Em primeiro lugar, deve evitar-se inserir informações financeiras e bancárias, como números de cartão de crédito, detalhes de contas bancárias, credenciais de banca online ou relatórios financeiros em ferramentas de IA. Se a conversa se tornar acidentalmente pública, a sua conta pode ser comprometida ou as informações podem cair nas mãos erradas se estiver a usar um serviço de IA com proteção de privacidade insuficiente. Os dados financeiros devem ser sempre considerados estritamente confidenciais.

Em segundo lugar, não se devem carregar documentos de identificação pessoal, incluindo passaportes, Emirates ID, carteiras de condução ou vistos, pois contêm informações pessoais extremamente sensíveis. O carregamento injustificado de tais ficheiros aumenta o risco de roubo de dados pessoais em caso de fuga. Se a IA for necessária para analisar um documento, recomenda-se remover primeiro os dados pessoais.

Em terceiro lugar, os registos médicos frequentemente contêm os dados mais privados de uma pessoa, como diagnósticos, receitas, resultados de análises e informações de seguro. Ao usar IA para uma melhor compreensão de um relatório médico, devem ser removidos nomes, números de identificação e outras informações pessoais, sempre que possível.

Em junho, o Dr.

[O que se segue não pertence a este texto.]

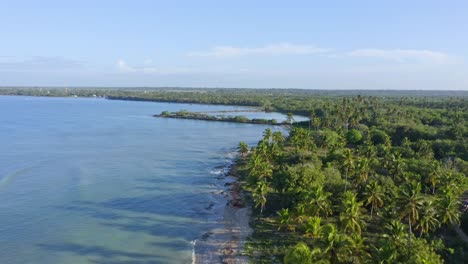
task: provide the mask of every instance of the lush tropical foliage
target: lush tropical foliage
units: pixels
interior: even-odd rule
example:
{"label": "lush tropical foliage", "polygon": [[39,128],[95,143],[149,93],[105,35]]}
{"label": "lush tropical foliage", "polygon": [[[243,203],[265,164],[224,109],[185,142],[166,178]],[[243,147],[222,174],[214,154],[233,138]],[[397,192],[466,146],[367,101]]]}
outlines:
{"label": "lush tropical foliage", "polygon": [[253,261],[463,263],[468,111],[421,101],[343,98],[281,141],[266,131],[244,158]]}

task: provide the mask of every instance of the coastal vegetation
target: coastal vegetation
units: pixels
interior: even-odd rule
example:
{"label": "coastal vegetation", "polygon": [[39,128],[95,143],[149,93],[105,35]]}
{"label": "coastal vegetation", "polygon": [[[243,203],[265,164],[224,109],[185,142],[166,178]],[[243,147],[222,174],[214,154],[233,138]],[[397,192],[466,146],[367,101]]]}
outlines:
{"label": "coastal vegetation", "polygon": [[252,261],[464,263],[466,103],[325,105],[287,137],[266,129],[239,160],[257,208]]}
{"label": "coastal vegetation", "polygon": [[243,115],[209,115],[205,113],[189,112],[187,110],[180,110],[178,112],[163,111],[159,115],[154,117],[161,118],[178,118],[178,119],[193,119],[193,120],[204,120],[204,121],[218,121],[218,122],[234,122],[244,124],[261,124],[261,125],[282,125],[289,124],[287,121],[278,123],[276,119],[263,119],[263,118],[248,118]]}

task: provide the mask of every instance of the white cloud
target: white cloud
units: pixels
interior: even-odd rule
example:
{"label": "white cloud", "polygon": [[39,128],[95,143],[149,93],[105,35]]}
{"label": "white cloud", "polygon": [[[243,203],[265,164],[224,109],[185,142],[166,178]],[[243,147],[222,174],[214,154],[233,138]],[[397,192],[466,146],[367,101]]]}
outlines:
{"label": "white cloud", "polygon": [[[146,61],[144,64],[148,64]],[[194,69],[190,68],[180,68],[180,67],[149,67],[149,66],[131,66],[128,65],[124,60],[120,59],[117,61],[117,69],[121,72],[126,73],[145,73],[145,74],[180,74],[180,73],[193,73]]]}
{"label": "white cloud", "polygon": [[117,68],[123,72],[135,72],[136,70],[129,65],[124,60],[117,61]]}
{"label": "white cloud", "polygon": [[242,48],[233,46],[216,46],[209,51],[191,52],[189,56],[230,58],[248,55],[294,55],[316,54],[329,51],[311,45],[295,45],[290,43],[271,44],[257,48]]}
{"label": "white cloud", "polygon": [[349,52],[347,55],[352,57],[368,57],[396,62],[431,62],[443,64],[452,60],[450,55],[446,53],[413,49],[357,49]]}

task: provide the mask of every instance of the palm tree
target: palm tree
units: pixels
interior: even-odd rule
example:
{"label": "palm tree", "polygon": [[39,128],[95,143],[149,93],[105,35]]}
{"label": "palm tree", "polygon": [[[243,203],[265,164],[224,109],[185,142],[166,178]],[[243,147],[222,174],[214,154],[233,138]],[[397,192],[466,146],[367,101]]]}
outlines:
{"label": "palm tree", "polygon": [[366,185],[364,197],[366,205],[371,205],[371,219],[373,217],[374,208],[380,208],[383,206],[384,196],[383,188],[377,181],[371,181]]}
{"label": "palm tree", "polygon": [[255,147],[255,154],[262,157],[266,161],[270,161],[272,159],[270,153],[270,143],[265,140],[260,140],[260,142]]}
{"label": "palm tree", "polygon": [[275,142],[276,144],[278,145],[282,145],[283,142],[284,142],[284,135],[283,133],[281,133],[280,131],[276,131],[276,132],[273,132],[272,134],[272,139],[273,139],[273,142]]}
{"label": "palm tree", "polygon": [[286,114],[286,123],[292,124],[294,122],[294,116],[291,112]]}
{"label": "palm tree", "polygon": [[338,233],[338,230],[332,224],[326,225],[324,232],[325,236],[324,239],[322,239],[322,251],[324,256],[328,258],[331,263],[340,263],[350,254],[350,252],[347,251],[349,237],[345,234]]}
{"label": "palm tree", "polygon": [[400,217],[408,219],[408,248],[411,250],[412,224],[419,219],[419,212],[423,205],[424,197],[421,195],[421,184],[410,183],[400,189],[398,204],[400,207]]}
{"label": "palm tree", "polygon": [[454,195],[446,193],[437,200],[436,204],[437,214],[442,224],[458,224],[460,222],[460,212],[458,210],[460,202]]}
{"label": "palm tree", "polygon": [[392,219],[385,225],[384,238],[391,240],[397,247],[405,242],[406,227],[399,220]]}
{"label": "palm tree", "polygon": [[332,195],[329,192],[325,192],[323,187],[318,187],[314,191],[309,192],[309,207],[313,216],[326,217],[332,214],[331,201],[329,197]]}
{"label": "palm tree", "polygon": [[255,202],[255,207],[260,206],[260,214],[263,213],[265,205],[267,202],[266,195],[268,193],[268,186],[264,181],[258,181],[255,186],[254,191],[252,192],[253,200]]}
{"label": "palm tree", "polygon": [[281,211],[276,212],[279,216],[279,227],[278,230],[284,229],[286,231],[294,231],[294,225],[292,224],[291,214],[289,213],[289,208],[283,208]]}
{"label": "palm tree", "polygon": [[366,158],[370,160],[375,159],[375,157],[377,156],[377,147],[372,142],[372,139],[370,138],[369,134],[364,140],[364,144],[362,146],[362,153],[365,155]]}
{"label": "palm tree", "polygon": [[352,234],[349,237],[347,248],[351,252],[351,263],[364,263],[370,257],[367,247],[364,244],[365,238],[359,234]]}
{"label": "palm tree", "polygon": [[445,194],[460,195],[465,190],[466,177],[463,174],[455,173],[452,170],[445,170],[441,174],[441,187]]}
{"label": "palm tree", "polygon": [[379,264],[391,264],[395,263],[397,258],[397,250],[395,250],[394,244],[386,239],[379,240],[379,245],[370,245],[372,253],[372,263]]}
{"label": "palm tree", "polygon": [[419,221],[415,226],[419,230],[419,236],[421,237],[423,233],[436,229],[439,225],[440,222],[437,220],[437,211],[433,201],[432,199],[426,199],[421,208]]}
{"label": "palm tree", "polygon": [[357,163],[357,184],[362,184],[369,178],[370,163],[367,158],[360,158]]}
{"label": "palm tree", "polygon": [[353,153],[351,152],[350,149],[346,148],[343,151],[343,169],[345,170],[346,173],[346,178],[345,178],[345,189],[344,191],[346,192],[346,187],[348,185],[348,175],[349,173],[354,169],[354,158],[353,158]]}
{"label": "palm tree", "polygon": [[307,219],[307,222],[304,225],[306,236],[320,239],[323,237],[324,226],[321,224],[322,218],[318,216],[312,216]]}
{"label": "palm tree", "polygon": [[439,171],[439,164],[437,161],[434,161],[432,163],[432,167],[432,172],[429,174],[429,177],[427,177],[426,181],[431,185],[432,194],[434,194],[435,188],[440,183],[441,177]]}
{"label": "palm tree", "polygon": [[270,157],[271,161],[278,161],[278,158],[281,157],[281,147],[278,143],[273,142],[270,144]]}
{"label": "palm tree", "polygon": [[290,133],[289,141],[296,151],[311,150],[315,147],[312,134],[309,130],[303,128],[293,128]]}
{"label": "palm tree", "polygon": [[245,143],[244,141],[239,142],[239,147],[238,147],[239,153],[242,156],[245,156],[249,152],[249,145]]}
{"label": "palm tree", "polygon": [[273,175],[273,166],[269,162],[263,162],[257,172],[259,180],[271,178]]}
{"label": "palm tree", "polygon": [[434,153],[432,151],[430,141],[420,139],[418,141],[418,154],[420,157],[426,158],[426,159],[432,159],[434,156]]}
{"label": "palm tree", "polygon": [[411,141],[409,140],[408,137],[404,137],[403,141],[401,142],[401,147],[404,149],[406,154],[413,154],[414,151],[411,148]]}
{"label": "palm tree", "polygon": [[393,175],[393,181],[395,181],[397,177],[403,175],[406,163],[400,153],[392,154],[390,157],[390,173]]}
{"label": "palm tree", "polygon": [[263,161],[259,156],[253,157],[250,163],[249,177],[255,181],[269,179],[273,175],[273,165]]}
{"label": "palm tree", "polygon": [[297,243],[284,256],[284,264],[312,264],[313,252],[303,242]]}
{"label": "palm tree", "polygon": [[262,157],[260,157],[260,155],[254,152],[249,158],[248,168],[250,173],[252,172],[252,170],[258,169],[260,167],[260,164],[262,164],[263,162],[264,161]]}
{"label": "palm tree", "polygon": [[366,227],[366,222],[361,214],[361,206],[362,203],[357,201],[354,193],[350,191],[345,192],[340,213],[340,222],[345,232],[360,235],[362,229]]}
{"label": "palm tree", "polygon": [[263,139],[267,142],[271,141],[272,132],[270,128],[265,129],[263,132]]}

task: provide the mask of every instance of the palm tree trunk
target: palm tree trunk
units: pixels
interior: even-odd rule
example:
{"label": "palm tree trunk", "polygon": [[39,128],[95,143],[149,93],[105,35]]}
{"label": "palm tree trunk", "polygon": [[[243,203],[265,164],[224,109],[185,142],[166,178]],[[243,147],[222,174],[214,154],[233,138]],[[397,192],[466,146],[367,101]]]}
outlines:
{"label": "palm tree trunk", "polygon": [[372,203],[371,209],[370,209],[370,219],[372,219],[372,215],[374,213],[374,203]]}
{"label": "palm tree trunk", "polygon": [[411,234],[413,233],[411,230],[411,217],[408,216],[408,224],[409,224],[409,234],[408,234],[408,258],[411,256]]}

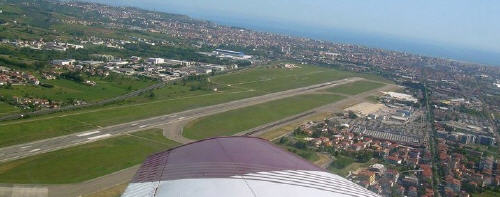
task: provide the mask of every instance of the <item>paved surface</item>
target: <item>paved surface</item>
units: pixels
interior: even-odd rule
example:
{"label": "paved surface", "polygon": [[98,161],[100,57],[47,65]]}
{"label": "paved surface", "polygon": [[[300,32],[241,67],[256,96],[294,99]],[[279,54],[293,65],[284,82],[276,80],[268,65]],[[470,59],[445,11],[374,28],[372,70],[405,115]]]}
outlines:
{"label": "paved surface", "polygon": [[0,197],[46,197],[48,193],[42,186],[0,185]]}
{"label": "paved surface", "polygon": [[49,185],[47,186],[50,197],[82,196],[102,191],[115,185],[128,183],[134,177],[140,165],[126,168],[96,179],[77,184]]}
{"label": "paved surface", "polygon": [[[85,143],[90,143],[98,140],[103,140],[106,138],[114,137],[117,135],[123,135],[135,131],[144,130],[147,128],[155,128],[161,125],[176,124],[178,122],[184,122],[190,119],[196,119],[199,117],[212,115],[216,113],[221,113],[233,109],[238,109],[242,107],[247,107],[251,105],[256,105],[260,103],[269,102],[272,100],[282,99],[286,97],[296,96],[300,94],[306,94],[315,92],[318,90],[331,88],[336,85],[351,83],[354,81],[362,80],[362,78],[347,78],[338,81],[332,81],[322,84],[316,84],[308,87],[302,87],[297,89],[286,90],[282,92],[270,93],[262,96],[251,97],[236,101],[231,101],[227,103],[222,103],[218,105],[212,105],[207,107],[201,107],[196,109],[191,109],[183,112],[173,113],[169,115],[157,116],[149,119],[138,120],[134,122],[129,122],[125,124],[119,124],[104,128],[99,128],[97,130],[89,130],[85,132],[80,132],[71,135],[65,135],[55,138],[50,138],[46,140],[40,140],[36,142],[30,142],[26,144],[20,144],[15,146],[9,146],[5,148],[0,148],[0,162],[20,159],[28,156],[37,155],[40,153],[46,153],[50,151],[55,151],[63,148],[68,148],[76,145],[81,145]],[[182,126],[182,124],[181,124]],[[183,138],[179,135],[179,131],[167,130],[165,135],[167,137],[172,137],[171,139],[186,143],[189,139]]]}
{"label": "paved surface", "polygon": [[92,194],[132,180],[140,165],[76,184],[0,184],[0,197],[72,197]]}

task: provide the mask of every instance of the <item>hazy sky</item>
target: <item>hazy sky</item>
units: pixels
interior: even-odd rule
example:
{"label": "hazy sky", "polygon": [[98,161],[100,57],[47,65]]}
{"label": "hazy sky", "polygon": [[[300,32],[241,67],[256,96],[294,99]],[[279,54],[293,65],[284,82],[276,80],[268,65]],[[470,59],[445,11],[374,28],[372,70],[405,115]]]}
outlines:
{"label": "hazy sky", "polygon": [[195,17],[273,20],[500,52],[498,0],[92,0]]}

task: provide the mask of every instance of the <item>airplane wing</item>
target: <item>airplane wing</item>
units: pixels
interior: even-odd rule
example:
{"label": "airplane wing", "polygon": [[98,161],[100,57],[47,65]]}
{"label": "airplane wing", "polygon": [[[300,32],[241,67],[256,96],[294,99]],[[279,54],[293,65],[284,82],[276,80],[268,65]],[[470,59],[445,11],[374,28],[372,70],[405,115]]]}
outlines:
{"label": "airplane wing", "polygon": [[218,137],[146,159],[122,197],[378,196],[267,140]]}

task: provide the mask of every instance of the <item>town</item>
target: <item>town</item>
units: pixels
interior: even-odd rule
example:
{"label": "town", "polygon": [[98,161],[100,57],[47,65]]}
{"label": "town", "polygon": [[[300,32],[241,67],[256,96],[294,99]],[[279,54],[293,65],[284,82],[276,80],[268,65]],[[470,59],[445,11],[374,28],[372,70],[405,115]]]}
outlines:
{"label": "town", "polygon": [[[309,151],[329,155],[333,161],[328,169],[383,196],[435,196],[434,176],[442,179],[438,189],[446,196],[500,186],[498,146],[489,122],[462,113],[460,122],[430,125],[419,102],[411,94],[382,92],[375,103],[305,122],[276,143],[305,158]],[[434,118],[446,119],[449,113],[437,112],[452,108],[448,106],[434,105]],[[437,155],[432,152],[431,126],[437,133]],[[440,170],[432,170],[433,165]]]}
{"label": "town", "polygon": [[3,183],[58,192],[115,175],[93,189],[123,192],[148,155],[235,135],[380,196],[500,192],[500,67],[133,7],[5,2],[0,196]]}

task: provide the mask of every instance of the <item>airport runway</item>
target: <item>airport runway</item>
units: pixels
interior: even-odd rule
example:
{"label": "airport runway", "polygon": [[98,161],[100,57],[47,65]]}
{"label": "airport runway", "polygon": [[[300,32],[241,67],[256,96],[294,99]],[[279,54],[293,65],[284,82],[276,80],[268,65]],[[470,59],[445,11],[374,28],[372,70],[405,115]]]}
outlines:
{"label": "airport runway", "polygon": [[[256,105],[260,103],[269,102],[272,100],[282,99],[286,97],[292,97],[300,94],[306,94],[315,92],[321,89],[331,88],[336,85],[341,85],[345,83],[351,83],[354,81],[362,80],[362,78],[353,77],[342,79],[338,81],[331,81],[322,84],[316,84],[308,87],[296,88],[291,90],[286,90],[282,92],[270,93],[262,96],[251,97],[236,101],[231,101],[227,103],[201,107],[196,109],[191,109],[183,112],[172,113],[168,115],[157,116],[153,118],[133,121],[124,124],[118,124],[109,127],[103,127],[95,130],[89,130],[85,132],[75,133],[71,135],[65,135],[35,142],[30,142],[26,144],[19,144],[14,146],[9,146],[5,148],[0,148],[0,162],[16,160],[28,156],[33,156],[41,153],[51,152],[55,150],[60,150],[63,148],[68,148],[80,144],[86,144],[90,142],[95,142],[98,140],[107,139],[110,137],[115,137],[118,135],[123,135],[131,132],[136,132],[144,130],[147,128],[155,128],[166,124],[176,124],[179,122],[186,122],[188,120],[200,118],[207,115],[212,115],[216,113],[221,113],[233,109],[238,109],[242,107],[247,107],[251,105]],[[178,135],[179,136],[179,135]],[[181,135],[180,135],[181,136]],[[185,138],[179,137],[180,139],[172,139],[185,143]],[[182,141],[184,140],[184,141]]]}

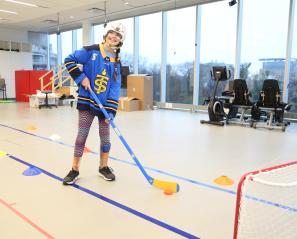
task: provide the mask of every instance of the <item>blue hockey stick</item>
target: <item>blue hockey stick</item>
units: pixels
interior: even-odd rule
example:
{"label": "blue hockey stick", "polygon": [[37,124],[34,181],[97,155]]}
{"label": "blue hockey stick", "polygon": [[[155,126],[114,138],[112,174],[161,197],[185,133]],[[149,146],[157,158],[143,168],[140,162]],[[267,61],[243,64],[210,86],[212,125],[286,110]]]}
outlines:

Mohammed Al Kuwaiti, chefe do Conselho de Cibersegurança dos EAU, alertou que a inteligência artificial está a ser usada para muito mais do que ataques de phishing tradicionais e ataques de e-mail. Ele afirmou que a IA agora é aplicada a um leque mais vasto de ameaças cibernéticas, incluindo exfiltração de dados, apagamento de dados e operações cibernéticas complexas observadas quase diariamente nos últimos meses.

Al Kuwaiti observou que os cibercriminosos estão a usar cada vez mais a IA em ataques cibernéticos, indo além do phishing e do e-mail para ataques mais diversos relacionados com roubo, exfiltração e destruição de dados. Ele sublinhou que a IA está a ser utilizada no terrorismo cibernético e na guerra cibernética para organizar ataques e superar muitas medidas de segurança tradicionais nas quais se confiava anteriormente.

Ele também indicou que os ataques já não se limitam à infraestrutura crítica, mas estão cada vez mais direcionados a instituições governamentais, sistemas de tecnologia operacional, empresas, cadeias de abastecimento e indivíduos à medida que os ecossistemas digitais se tornam mais interligados. O chefe de cibersegurança dos EAU enfatizou a crescente ameaça representada pelos deepfakes gerados por IA, bem como pelas campanhas de desinformação e má informação, alertando que tais ferramentas podem ser usadas para espalhar medo, confusão e pânico entre a população.